At 10:38 PM, Anonymous Anonymous said...

The book looks amazingly interesting and will surely be added to my all the too long book list. However, incorporating Adorno, questions on the nature and politcs of art with questions of the lived reality of an Islamic republic, all of which understood through a reflexively gendered reading of 'western' classics sound nothing short of brilliant.

My first reaction to the anti-political brand of Islam the grandmother advocates is to say that no such thing exists. Although I completely agree with her criqique of 'opression as divinely ordained,' Islam's historical origins rooted it in political self-reflexivity. That is, the faith saw itself dually as a salvic force and a mode of collectivity, the ummah (which radical Islamists want to return to). Also, every religion has been used for perverse political purposes, and religion as an institution is never removed from the real socio-politcal historical contexts in which it operates, despite its own transcendent logic.

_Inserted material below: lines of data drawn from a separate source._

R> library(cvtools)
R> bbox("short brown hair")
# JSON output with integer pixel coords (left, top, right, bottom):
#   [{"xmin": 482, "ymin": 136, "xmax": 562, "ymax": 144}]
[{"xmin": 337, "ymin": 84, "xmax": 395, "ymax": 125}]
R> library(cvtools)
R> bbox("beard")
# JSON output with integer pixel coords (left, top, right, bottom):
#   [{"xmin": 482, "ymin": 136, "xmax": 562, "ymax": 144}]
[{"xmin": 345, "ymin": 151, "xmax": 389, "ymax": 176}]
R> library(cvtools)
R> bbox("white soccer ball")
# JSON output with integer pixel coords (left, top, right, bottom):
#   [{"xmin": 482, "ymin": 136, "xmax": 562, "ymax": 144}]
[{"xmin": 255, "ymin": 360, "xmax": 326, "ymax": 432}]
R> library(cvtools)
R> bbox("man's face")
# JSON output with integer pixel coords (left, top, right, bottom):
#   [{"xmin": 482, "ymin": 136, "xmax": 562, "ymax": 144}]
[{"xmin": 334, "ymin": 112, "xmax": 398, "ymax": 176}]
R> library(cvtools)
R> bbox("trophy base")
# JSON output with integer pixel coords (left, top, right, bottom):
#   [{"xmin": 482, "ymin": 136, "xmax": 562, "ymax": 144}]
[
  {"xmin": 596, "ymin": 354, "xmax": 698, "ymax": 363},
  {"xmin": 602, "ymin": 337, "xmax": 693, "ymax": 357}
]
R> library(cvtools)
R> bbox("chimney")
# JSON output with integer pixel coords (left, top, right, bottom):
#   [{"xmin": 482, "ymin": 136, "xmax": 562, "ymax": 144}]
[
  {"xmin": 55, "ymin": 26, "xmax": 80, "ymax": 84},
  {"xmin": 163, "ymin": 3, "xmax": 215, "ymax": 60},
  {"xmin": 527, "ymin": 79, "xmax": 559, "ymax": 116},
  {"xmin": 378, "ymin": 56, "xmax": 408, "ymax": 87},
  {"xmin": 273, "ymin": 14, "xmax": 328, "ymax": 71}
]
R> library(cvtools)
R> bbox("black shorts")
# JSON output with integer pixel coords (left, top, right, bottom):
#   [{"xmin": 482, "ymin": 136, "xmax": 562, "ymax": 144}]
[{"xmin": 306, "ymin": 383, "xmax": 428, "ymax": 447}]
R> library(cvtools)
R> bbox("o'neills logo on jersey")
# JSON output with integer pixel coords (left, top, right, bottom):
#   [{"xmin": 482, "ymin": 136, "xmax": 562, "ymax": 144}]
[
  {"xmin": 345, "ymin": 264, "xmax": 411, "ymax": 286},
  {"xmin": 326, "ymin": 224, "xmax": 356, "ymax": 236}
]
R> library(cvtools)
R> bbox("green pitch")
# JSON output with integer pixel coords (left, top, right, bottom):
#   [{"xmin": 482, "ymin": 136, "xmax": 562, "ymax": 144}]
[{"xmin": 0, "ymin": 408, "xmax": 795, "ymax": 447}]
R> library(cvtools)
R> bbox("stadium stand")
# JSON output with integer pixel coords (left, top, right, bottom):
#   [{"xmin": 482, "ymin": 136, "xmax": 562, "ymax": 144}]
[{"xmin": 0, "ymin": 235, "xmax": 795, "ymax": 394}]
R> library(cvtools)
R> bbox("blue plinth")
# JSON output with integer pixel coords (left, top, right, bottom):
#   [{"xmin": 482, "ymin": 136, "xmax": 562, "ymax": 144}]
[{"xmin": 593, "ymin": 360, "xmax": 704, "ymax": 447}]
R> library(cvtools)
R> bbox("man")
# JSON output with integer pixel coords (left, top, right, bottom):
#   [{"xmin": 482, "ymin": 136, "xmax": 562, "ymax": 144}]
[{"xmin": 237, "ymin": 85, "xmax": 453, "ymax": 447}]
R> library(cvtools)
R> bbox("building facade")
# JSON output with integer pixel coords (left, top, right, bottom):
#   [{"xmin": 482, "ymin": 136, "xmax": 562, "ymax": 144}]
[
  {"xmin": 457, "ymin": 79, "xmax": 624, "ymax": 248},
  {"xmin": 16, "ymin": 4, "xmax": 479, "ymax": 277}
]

whoops...i'm forgetting blog ettiqutie;

Um, yes, so the book sounds amazing and thanks for alerting us to it. Very happy to see you posting again.

 
At 10:48 AM, Anonymous Anonymous said...

Great review! keep writing them and one day maybe you can get paid to read!

 
At 8:08 PM, Anonymous Anonymous said...

You may want to put the word "some" in front of men in this passage. Other than that, it's a very interesting theory.